We come through the tangle of mown hay at a controlled three-beat canter. Her head is high, right ear is forward, the left swiveling to catch my whispered counting. I count to remember to breathe. Positioned above her, I have shock absorbers in my hips, knees and ankles, absorbing the rhythm of her speed. The relatively level ground begins to rise, and around the corner we mount a steep hill. She can’t see over the top, but I know a jump looms at the crest.
It’s a large brushy-covered pile of logs, filling the opening in a stone wall. The dappled light in the forest on the other side is darker, obscuring the trail.

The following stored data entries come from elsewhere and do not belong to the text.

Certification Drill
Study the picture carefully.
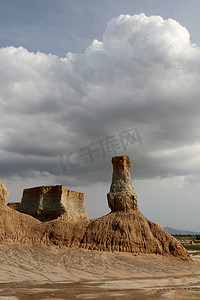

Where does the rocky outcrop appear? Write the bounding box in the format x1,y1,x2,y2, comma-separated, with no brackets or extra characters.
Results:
80,211,188,258
0,158,191,261
107,156,138,212
17,185,88,221
0,181,9,206
79,156,190,260
7,202,20,210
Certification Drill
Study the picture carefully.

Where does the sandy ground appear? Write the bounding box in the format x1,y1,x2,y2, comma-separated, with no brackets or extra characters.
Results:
0,245,200,300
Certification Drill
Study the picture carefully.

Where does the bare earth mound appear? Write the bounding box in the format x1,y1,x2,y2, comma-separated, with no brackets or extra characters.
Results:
0,206,189,260
1,156,190,261
79,156,189,260
0,157,198,298
81,211,188,258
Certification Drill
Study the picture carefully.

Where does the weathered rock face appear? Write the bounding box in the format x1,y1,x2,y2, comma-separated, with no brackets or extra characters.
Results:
0,181,9,206
77,156,190,260
17,185,88,221
7,202,20,210
107,156,138,212
0,159,191,261
80,211,190,260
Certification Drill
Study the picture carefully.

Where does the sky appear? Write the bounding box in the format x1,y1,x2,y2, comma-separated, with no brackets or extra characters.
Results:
1,0,200,231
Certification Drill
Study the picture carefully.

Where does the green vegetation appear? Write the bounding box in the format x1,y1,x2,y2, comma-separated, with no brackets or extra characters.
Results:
184,244,200,251
173,235,200,253
190,251,200,256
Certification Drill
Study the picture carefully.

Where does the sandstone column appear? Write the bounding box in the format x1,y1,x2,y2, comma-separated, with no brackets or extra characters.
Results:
107,156,138,212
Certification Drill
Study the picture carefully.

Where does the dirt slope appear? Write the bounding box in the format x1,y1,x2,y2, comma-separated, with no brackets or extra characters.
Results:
0,245,199,300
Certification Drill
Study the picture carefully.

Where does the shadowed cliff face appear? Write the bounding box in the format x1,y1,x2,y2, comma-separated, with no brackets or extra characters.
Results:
107,156,138,212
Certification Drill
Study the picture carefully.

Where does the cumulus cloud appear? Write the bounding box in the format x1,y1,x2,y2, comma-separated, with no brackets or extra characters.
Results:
1,13,200,194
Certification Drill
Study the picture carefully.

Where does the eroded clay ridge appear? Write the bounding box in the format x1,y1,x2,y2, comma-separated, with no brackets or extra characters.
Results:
0,157,190,261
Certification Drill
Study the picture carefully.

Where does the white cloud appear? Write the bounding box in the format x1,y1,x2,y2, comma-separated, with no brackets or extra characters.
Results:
1,14,200,228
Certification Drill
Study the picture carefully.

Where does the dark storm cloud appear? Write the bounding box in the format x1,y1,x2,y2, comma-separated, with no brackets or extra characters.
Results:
1,14,200,186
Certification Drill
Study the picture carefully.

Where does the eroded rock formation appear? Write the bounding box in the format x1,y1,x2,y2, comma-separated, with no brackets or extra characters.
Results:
80,211,188,258
7,202,20,210
0,181,9,206
1,157,191,261
107,156,138,212
79,156,190,260
17,185,88,221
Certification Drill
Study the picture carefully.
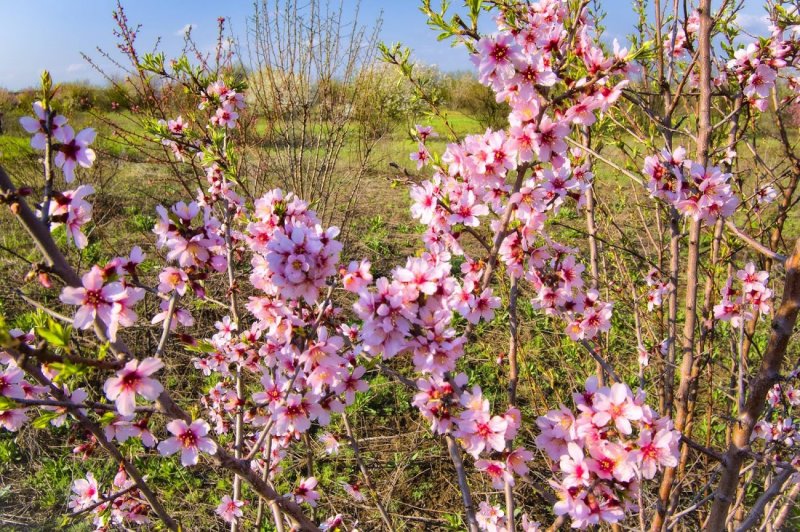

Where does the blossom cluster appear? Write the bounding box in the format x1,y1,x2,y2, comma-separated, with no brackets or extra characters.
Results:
69,469,151,528
644,267,674,312
389,1,644,525
477,501,542,532
0,329,92,431
182,188,367,500
46,184,95,249
752,368,800,471
202,79,245,129
713,262,772,327
727,40,782,111
536,377,680,528
643,147,739,225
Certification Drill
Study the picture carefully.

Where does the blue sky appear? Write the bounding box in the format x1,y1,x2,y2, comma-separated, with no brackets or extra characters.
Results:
0,0,771,90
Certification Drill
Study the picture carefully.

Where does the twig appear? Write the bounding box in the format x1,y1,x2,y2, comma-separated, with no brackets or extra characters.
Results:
445,433,479,532
724,220,787,264
735,468,793,532
342,413,394,530
579,340,620,383
71,485,138,517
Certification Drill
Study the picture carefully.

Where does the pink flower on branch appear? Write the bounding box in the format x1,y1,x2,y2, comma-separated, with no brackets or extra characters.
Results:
54,126,96,182
103,357,164,416
60,266,140,341
19,101,68,149
215,495,245,523
157,419,217,466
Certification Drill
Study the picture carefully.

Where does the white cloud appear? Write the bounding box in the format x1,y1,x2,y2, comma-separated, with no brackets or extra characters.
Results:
735,12,770,35
66,63,86,73
176,23,196,36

I feel her muscles bunch and I sit a bit deeper, slowing my body and hers as we approach. And I speak to her softly as the tension builds. “Slowly now, look, let’s count together, be ready.” Her ears gyrate and try to listen but her body is coiled. Her foot-falls become more insistent and jarring. I look ahead into the woods, my mind already past this obstacle.
She rises up in front of me and I follow her fluid motion with my whole body, sitting back as we touch down. The flight last seconds, but being airborne, one has no sense of time. From rhythmic forward, to flight, to drop and go, the entire experience is one of being present. I can’t text or answer the phone, there is nothing to focus on but those seconds. She and I are the only beings in existence. And sometimes, that’s what keeps me semi-sane.